The most accurate test for diagnosis in order to find atypical lymphocytic infiltrates with angiocentric distribution is biopsy, and immunohistochemistry is always positive for tumoral markers CD3, CD4, CD56, CD40, CD40 RO. Infection with EBV and high levels of LDH can be found and constitute findings of poor prognosis 8. Medical imaging with computed tomography and magnetic resonance are useful for determining the size of the lesion, the presence of osteolysis, as well as extension to adjacent structures 8,9. In Latin America, discarding infectious diseases such as fungal infections, tuberculosis or tertiary syphilis, and granulomatous diseases like Wegener's granulomatosis, other non-Hodgkin's lymphomas, aggressive NK cell leukemia and malignant epithelial midline tumors is highly important 1,4.
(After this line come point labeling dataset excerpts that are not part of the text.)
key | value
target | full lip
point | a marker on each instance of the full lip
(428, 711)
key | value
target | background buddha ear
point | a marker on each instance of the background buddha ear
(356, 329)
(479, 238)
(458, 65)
Early diagnosis is of great relevance for better prognosis in order to achieve a higher survival rate. Bad prognosis markers at the time of diagnosis are extensive local invasion, lymph nodes compromise, metastases, high levels of LDH, history of EVB infection and systemic inflammatory response syndrome 6. Likewise, classifying the disease based on the TNM system is essential to define the treatment and the prognosis 10 (Table 2). Numerous scales of functionality for oncologic patients have been described; therefore, ECOG performance status and NCCN-IPI are recommended since they are the most effective and practical ways to define the stage and prognosis of a lymphoma 11,12.
The treatment depends on the staging of the disease. NKTL staged as low risk, stage I or II, is treated with chemotherapy and radiotherapy with a 5 year survival rate of 91%, compared to 54% for only chemotherapy and 76% for only radiotherapy 13. Better results have been accomplished with doses higher than 50 Gy 8-15. Advanced stages III or IV, or with NCCN-IPI greater than 4, with or without extra nasal compromise, show better response to only chemotherapy.
Multiple protocols of chemotherapy are described with asparaginase, cyclophosphamide, etoposide, among others, which can be used in advanced stages, but survival rates have a clear decrease 8-14. Stem cell transplant in advanced stages and relapses is currently being considered as an alternative therapy with good results for improving quality of life and higher survival rates 14,15. Multidisciplinary approaches of this disease are fundamental for the treatment of the patients; new studies are required to evaluate possible alternatives for mid-face reconstruction in patients without relapse.
CONCLUSIONS
Emphasizing on the early diagnosis of one of the most lethal midline pathologies can improve prognosis and quality of life. Although, diagnosis is made based on the first biopsy, usually, more than two or three biopsies are necessary. For advanced stages, only chemotherapy is mandatory in order to reduce mortality probabilities.